Литмир - Электронная Библиотека
A
A

— Позавчо́ра еще снялся штаб… може, на Винницу, може, еще куда подался, — сказал он опечаленно.

— Ну, а про немцев что слыхал? Немцы где? — опросил нетерпеливо Ивлев.

— Та нимци, они туточки, близко… летаки их кругом летают. Слухайте, як же мне быть? — спросил он с отчаянием. — Все мое богатство те ульи… я же при техникуме пчеловод. Може, маток мне с собой забрать?

Он шагал рядом и вытирал глаза, а тяжелые пчелы, нагруженные цветочной пыльцой, летели к ульям, завершая трудовой свой день.

— Давайте к военному коменданту в город, — решил Ивлев.

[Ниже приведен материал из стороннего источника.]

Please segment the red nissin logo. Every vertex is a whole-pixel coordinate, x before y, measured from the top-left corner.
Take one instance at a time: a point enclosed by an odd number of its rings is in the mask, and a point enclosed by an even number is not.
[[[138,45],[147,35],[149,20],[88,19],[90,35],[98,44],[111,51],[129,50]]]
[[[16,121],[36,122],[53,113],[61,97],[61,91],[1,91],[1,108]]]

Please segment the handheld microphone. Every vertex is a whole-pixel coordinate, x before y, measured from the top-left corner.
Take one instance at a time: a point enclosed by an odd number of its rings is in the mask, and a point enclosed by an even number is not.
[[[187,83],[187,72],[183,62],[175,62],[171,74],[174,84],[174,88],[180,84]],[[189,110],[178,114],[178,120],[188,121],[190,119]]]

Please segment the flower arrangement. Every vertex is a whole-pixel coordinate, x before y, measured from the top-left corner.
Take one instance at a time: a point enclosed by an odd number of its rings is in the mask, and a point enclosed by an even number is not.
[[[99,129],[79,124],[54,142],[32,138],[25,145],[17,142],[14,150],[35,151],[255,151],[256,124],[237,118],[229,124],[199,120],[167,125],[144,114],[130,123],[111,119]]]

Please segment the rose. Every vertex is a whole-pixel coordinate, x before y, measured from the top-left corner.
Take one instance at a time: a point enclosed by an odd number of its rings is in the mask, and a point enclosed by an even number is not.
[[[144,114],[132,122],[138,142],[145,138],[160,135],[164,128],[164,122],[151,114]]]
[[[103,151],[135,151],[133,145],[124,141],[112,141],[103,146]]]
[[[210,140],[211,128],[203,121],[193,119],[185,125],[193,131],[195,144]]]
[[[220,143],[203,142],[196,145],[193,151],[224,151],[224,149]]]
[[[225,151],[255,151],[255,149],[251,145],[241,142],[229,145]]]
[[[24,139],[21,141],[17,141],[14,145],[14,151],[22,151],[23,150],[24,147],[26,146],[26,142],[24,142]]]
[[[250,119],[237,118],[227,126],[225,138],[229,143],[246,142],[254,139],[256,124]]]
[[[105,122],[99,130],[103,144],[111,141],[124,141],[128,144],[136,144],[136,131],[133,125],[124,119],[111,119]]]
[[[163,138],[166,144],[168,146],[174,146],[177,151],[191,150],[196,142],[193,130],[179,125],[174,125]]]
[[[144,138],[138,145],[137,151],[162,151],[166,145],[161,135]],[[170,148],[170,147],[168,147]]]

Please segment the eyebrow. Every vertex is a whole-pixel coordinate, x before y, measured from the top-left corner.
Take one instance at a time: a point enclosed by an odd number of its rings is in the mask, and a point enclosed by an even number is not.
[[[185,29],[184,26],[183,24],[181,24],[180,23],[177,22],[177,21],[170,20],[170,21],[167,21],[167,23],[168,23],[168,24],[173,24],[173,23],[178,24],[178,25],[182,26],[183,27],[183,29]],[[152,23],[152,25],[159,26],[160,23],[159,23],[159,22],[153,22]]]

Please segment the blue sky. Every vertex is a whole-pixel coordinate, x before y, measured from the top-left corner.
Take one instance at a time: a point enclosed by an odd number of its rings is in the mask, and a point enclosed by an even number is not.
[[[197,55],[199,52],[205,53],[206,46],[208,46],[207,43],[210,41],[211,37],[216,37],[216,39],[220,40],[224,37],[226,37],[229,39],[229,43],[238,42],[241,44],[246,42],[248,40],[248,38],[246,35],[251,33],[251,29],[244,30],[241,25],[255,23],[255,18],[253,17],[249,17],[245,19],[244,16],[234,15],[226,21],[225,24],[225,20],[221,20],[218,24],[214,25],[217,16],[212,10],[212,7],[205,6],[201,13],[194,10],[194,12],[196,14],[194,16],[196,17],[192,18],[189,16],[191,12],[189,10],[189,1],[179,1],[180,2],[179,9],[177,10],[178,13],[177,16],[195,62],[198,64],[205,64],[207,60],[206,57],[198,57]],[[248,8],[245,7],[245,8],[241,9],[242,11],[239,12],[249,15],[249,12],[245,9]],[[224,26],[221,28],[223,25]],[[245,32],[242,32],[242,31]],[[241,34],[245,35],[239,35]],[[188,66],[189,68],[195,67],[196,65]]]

Они покинули медоносную тишину опустевшей усадьбы и направились в город. Но город уже двигался навстречу — ехали в городских извозчичьих пролетках, на велосипедах, катили детские коляски со скарбом. Ближе к городу видны были разрушения, причиненные немецкой бомбежкой накануне. Воронки темнели опаленной землей. Несколько убитых племенных свиней лежало в стороне, будто нежась на солнцепеке. Немцы целили в мост через реку. Разбитые дома дымились по обе стороны моста, под которым на большой глубине протекал Днестр. За обвалившимися передними стенами домов — в разрезе, точно на детской картинке, — теснилась в комнатах мебель, на уцелевших боковых стенах висели криво картины и даже по-вечернему стоял на столе самовар, возле которого уже некому было чаевничать. Во дворах поспешно грузили в грузовики вещи. Женщины с детьми на руках сидели уже на копнах рухляди, — все торопились, поглядывая на небо.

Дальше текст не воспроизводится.